|
La justice s’oppose au mariage gay
Au lendemain de la publication des bans du mariage de deux homosexuels, Bertrand et Stéphane, le procureur de la République de Bordeaux a signifié, hier, son opposition à cette union et a « fait interdiction » au maire de la ville, Noël Mamère, de la célébrer « en sa qualité d’officier d’état civil ».

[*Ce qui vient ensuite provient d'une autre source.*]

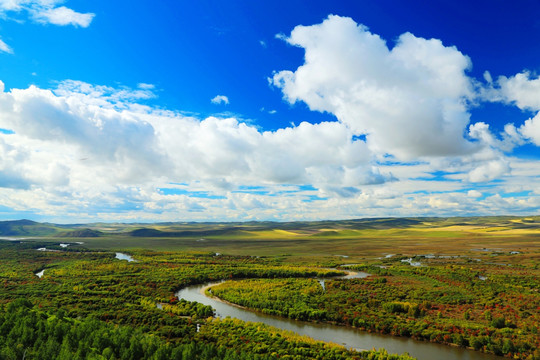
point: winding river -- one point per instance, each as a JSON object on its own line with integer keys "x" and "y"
{"x": 349, "y": 337}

Dans un fax adressé à la mairie de Bègles, le procureur de la République, Bertrand de Loze, indique qu’il a « pris l’initiative de former opposition à la célébration du mariage entre MM. Bertrand Charpentier et Stéphane Chapin, tous deux de sexe masculin, prévu en mairie de Bègles le 5 juin 2004 ». « En votre qualité d’officier d’état civil, poursuit le fax, il vous est donc fait interdiction de célébrer le mariage annoncé ainsi qu’il est prévu à l’article 68 du Code civil, et, en cas de contestation, seul le tribunal de grande instance a qualité pour statuer sur une demande en mainlevée, selon l’article 177 du Code civil. »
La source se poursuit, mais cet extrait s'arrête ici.